My favourite subculture is the baby dandy hipsters with their facial topiary, top knots, tailored jackets, spray-on trews with mid-calf turn-ups, coloured socks and Grenson brogues. I love their dandy pocket squares, their tortoiseshell face furniture and even their tattoos. Can’t quite get my head around those ear ‘plugs’ that stretch the lobes out like Zulu warriors but I do love their traveller tribal bracelets.
When I was a fashion student back in the day flamboyant men’s dress was only worn by an elite few. I recall going for cocktails with my Financial Times fashion editor Holly Finn at The Ritz and a men’s style pundit Nick Foulkes writing-up in his column the strange phenomenon of a young man who wore loafers without socks. Today you can’t walk down a London street without seeing a man clacking round sockless in loafers, espadrilles or – God forbid – flip-flops.
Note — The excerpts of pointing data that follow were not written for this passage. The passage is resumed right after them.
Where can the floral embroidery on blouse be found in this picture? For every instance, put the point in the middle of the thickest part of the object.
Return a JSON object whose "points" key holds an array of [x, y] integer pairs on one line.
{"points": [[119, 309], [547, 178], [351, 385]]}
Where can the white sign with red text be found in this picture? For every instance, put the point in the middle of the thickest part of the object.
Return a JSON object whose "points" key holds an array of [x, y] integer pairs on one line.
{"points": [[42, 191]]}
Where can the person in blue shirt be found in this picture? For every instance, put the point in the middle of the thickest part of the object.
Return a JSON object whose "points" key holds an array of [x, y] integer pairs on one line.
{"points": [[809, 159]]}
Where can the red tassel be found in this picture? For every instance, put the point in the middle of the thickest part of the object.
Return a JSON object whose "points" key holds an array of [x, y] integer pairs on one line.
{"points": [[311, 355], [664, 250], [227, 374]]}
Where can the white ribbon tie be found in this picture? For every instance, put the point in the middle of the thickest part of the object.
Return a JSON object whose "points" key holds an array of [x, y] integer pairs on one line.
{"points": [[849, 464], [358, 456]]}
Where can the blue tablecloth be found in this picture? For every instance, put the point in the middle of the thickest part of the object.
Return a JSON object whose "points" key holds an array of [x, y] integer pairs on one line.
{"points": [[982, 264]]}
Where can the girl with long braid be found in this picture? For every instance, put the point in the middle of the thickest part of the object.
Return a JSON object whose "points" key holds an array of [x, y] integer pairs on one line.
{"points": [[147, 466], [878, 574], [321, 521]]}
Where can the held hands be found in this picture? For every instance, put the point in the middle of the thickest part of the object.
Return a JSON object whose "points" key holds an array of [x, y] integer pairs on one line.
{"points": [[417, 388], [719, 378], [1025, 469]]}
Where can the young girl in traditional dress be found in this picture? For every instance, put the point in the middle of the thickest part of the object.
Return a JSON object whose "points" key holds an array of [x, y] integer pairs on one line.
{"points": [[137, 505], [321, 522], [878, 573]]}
Nowadays everyone – and I mean everyone from spotty teenagers to octogenarian hip granddads – wear dark glasses whether there is sun over London or not. As for the aforementioned tattoos, when I was a kid growing-up in Sheffield the only men who were tattooed worked in garages or performed in circus tents. Tattoos are now the rule rather than the exception even though I have yet to be inked.
I have to say I approve of the democratisation of men’s style. As the late, great US Vogue editor Diana Vreeland always said, she didn’t object to good taste or bad taste. It was no taste that caused her offence. One of the reasons I love living in London is the daily passing show of men’s style. I love to see how guys today are styling it up regardless of age.
That said, I am rather concerned by the trend for older men to dress like Kevin the Teenager. Can’t tell you the number of very old men I come across in the British Museum who bash you with their rucksacks, tread on your toes in their horrible trainers and make your eyes water by wearing inappropriately short shorts. I am of course a hypocrite because I love to see the fit gays in their summer uniform of tight white T-shirt, short shorts, baseball caps and Converse trainers.
Fashion in 2016 is fascinating because men have by and large turned their backs on the catwalk shows and are inspired instead by street style as worn by their peer groups. I’ve often said that my wardrobe these days is all about Savile Row, Uniqlo and a bit of army surplus. In this climate of ‘anything goes’, I think we’re reaching a new high water mark in men’s style.